The three new destinations will connect Mumbai to Newark, Bangalore to Chicago and Delhi to New York, through Abu Dhabi. While the flights from Mumbai and Delhi will start next month, Bangalore will start commercial operations in November.
Also, to woo more passengers from the non-metropolitan cities of India, the agreement has initially identified six cities from where Jet will fly directly to Abu Dhabi. These are Ahmedabad, Bangalore, Hyderabad, Chennai, Thiruvananthapuram and Cochin, apart from more daily services from Delhi and Mumbai. These cities will come on the map by 2013 or not later than that the International Air Transport Association's 2013 winter session, according to the agreement.
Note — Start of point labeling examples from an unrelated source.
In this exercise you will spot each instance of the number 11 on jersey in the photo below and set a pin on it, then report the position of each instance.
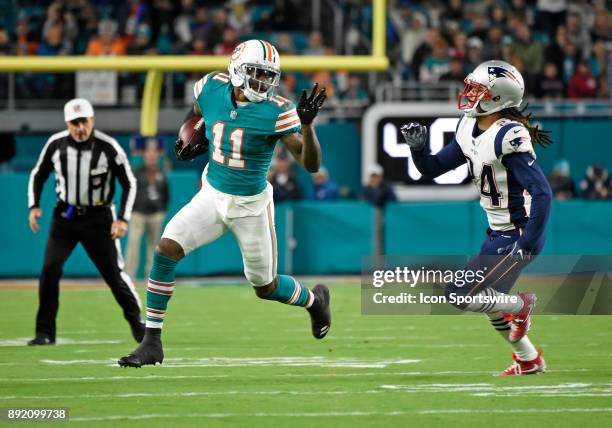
(236, 138)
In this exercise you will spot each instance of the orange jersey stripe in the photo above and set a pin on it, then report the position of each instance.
(287, 125)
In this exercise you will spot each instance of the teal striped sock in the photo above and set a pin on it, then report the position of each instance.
(291, 292)
(159, 289)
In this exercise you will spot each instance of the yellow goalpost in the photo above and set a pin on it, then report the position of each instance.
(155, 66)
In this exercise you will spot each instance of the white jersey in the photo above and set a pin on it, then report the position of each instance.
(505, 202)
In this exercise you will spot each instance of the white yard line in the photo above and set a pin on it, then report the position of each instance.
(107, 378)
(182, 394)
(251, 362)
(333, 414)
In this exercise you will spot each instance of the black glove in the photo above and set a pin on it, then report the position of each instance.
(308, 107)
(190, 152)
(520, 254)
(415, 135)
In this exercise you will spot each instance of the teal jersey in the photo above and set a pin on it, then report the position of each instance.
(242, 138)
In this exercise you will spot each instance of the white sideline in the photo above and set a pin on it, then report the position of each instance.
(282, 375)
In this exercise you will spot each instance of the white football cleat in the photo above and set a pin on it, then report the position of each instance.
(520, 368)
(521, 322)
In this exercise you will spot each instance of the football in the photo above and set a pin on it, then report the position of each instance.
(193, 132)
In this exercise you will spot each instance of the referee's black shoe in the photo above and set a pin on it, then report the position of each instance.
(138, 329)
(41, 339)
(149, 352)
(320, 313)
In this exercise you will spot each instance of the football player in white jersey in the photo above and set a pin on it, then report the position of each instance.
(496, 140)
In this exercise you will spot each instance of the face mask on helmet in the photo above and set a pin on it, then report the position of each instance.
(259, 81)
(472, 94)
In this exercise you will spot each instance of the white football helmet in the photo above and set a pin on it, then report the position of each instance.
(255, 68)
(492, 86)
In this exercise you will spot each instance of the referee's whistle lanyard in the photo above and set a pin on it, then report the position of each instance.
(72, 211)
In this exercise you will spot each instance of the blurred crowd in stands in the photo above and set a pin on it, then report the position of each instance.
(562, 47)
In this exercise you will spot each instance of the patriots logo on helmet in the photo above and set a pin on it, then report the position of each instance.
(501, 72)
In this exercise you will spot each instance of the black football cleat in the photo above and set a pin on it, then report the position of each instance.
(41, 339)
(320, 313)
(149, 352)
(138, 329)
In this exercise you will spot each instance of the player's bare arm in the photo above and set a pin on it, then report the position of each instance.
(305, 148)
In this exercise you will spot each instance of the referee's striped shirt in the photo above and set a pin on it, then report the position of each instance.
(84, 172)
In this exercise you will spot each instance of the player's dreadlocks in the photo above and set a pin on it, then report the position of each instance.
(538, 136)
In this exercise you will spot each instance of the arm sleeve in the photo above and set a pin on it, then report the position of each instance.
(123, 171)
(39, 174)
(450, 157)
(530, 176)
(165, 193)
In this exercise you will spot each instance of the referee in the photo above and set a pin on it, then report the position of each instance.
(85, 162)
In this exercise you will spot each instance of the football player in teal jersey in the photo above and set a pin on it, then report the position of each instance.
(244, 120)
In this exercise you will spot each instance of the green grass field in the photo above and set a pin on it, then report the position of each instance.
(233, 360)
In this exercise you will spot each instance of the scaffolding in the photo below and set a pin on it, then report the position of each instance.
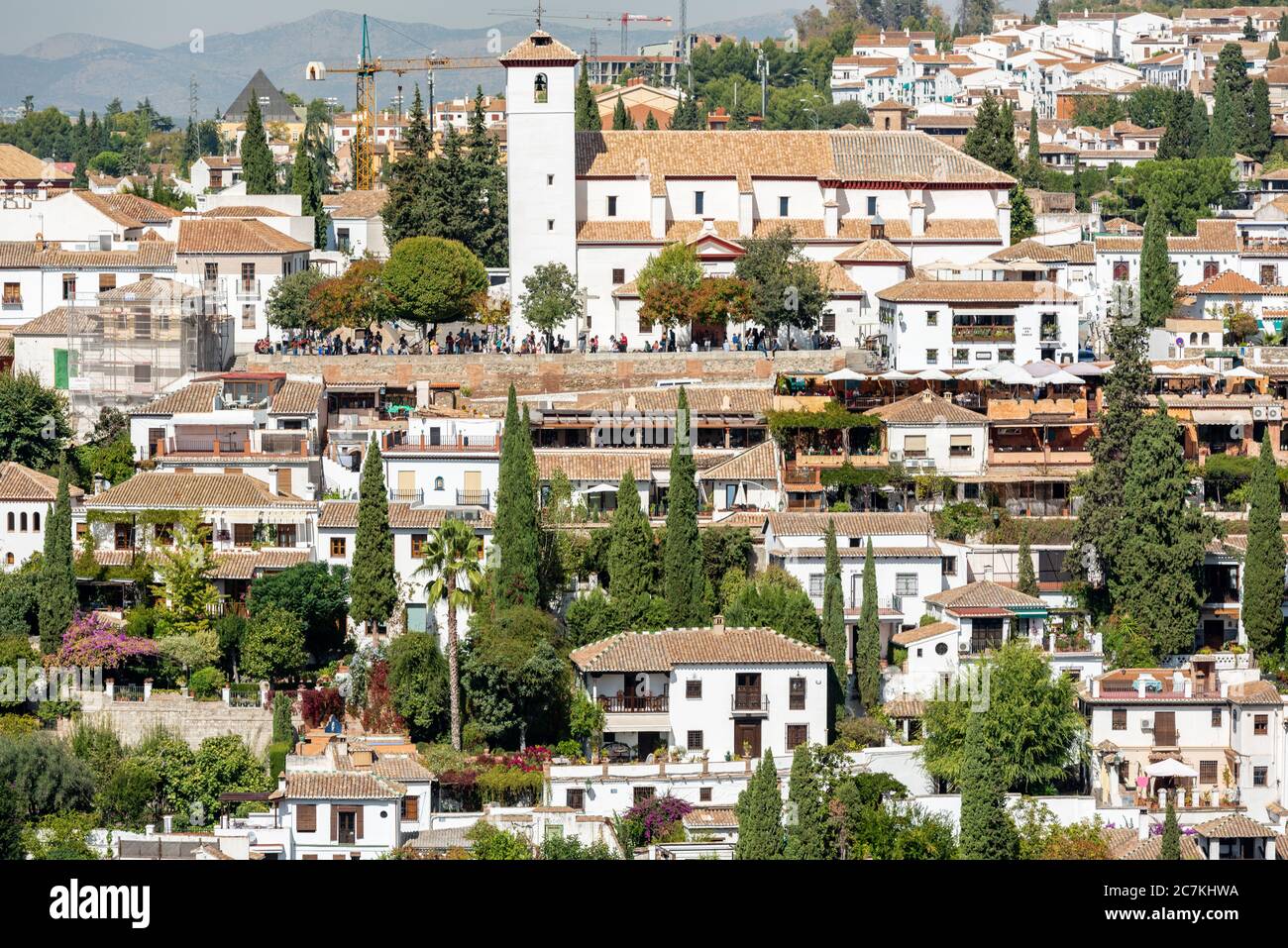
(129, 344)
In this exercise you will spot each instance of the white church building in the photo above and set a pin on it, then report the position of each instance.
(866, 206)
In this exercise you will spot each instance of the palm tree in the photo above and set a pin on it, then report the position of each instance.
(452, 559)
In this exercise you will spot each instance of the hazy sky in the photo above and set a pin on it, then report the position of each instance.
(166, 24)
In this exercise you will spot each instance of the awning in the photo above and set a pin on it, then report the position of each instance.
(1223, 416)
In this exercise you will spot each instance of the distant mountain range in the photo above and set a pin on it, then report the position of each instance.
(73, 71)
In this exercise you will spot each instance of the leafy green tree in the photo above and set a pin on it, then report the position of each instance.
(683, 576)
(514, 537)
(56, 572)
(1158, 569)
(785, 286)
(1263, 563)
(452, 561)
(259, 172)
(374, 582)
(518, 683)
(34, 427)
(316, 594)
(1031, 725)
(1028, 581)
(807, 828)
(419, 682)
(833, 609)
(774, 599)
(273, 648)
(1171, 845)
(868, 646)
(550, 298)
(433, 279)
(1157, 277)
(585, 107)
(630, 553)
(987, 830)
(760, 814)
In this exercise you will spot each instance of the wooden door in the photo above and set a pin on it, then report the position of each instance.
(746, 737)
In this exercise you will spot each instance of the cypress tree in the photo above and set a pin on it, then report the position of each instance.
(684, 579)
(1103, 519)
(807, 819)
(1158, 567)
(1171, 843)
(56, 579)
(587, 108)
(760, 814)
(621, 117)
(1157, 277)
(515, 532)
(374, 583)
(1028, 583)
(833, 610)
(630, 552)
(258, 168)
(987, 830)
(867, 665)
(1263, 563)
(1033, 165)
(11, 824)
Etihad currently also flies directly from these cities and the tie-up will help it double the capacity to handle passengers from these cities to Abu Dhabi, with Jet also pressed into service. This will be followed by Jet flying from six more destinations directly to Abu Dhabi, in the second phase - Amritsar, Jaipur, Lucknow, Kolkata, Goa and Mangalore. Etihad does not fly directly from these cities, as it is not entitled to do so under the bilateral air service agreements. However, through its alliance with Jet,it will now be able to deepen its geographical reach in India, currently limited to nine cities.
Jet earns 60 per cent of its revenue from international operations. It flies to Abu Dhabi from Mumbai and Delhi and has just added a service from Kochi. With the new cooperation agreement, it will connect 15 cities in the country with Abu Dhabi directly.
Currently, say experts, British Airways, Lufthansa, Emirates, Air India and Air France-KLM are the top five airlines on the India-US route (including indirect flights). According to studies, the India-North America market is growing annually by just under 10 per cent and about 730,000 passengers will fly yearly between the two countries by 2014.
According to Jet's estimates, 40 per cent of passengers on its India-Abu Dhabi flights would be accounted for by origin-destination traffic.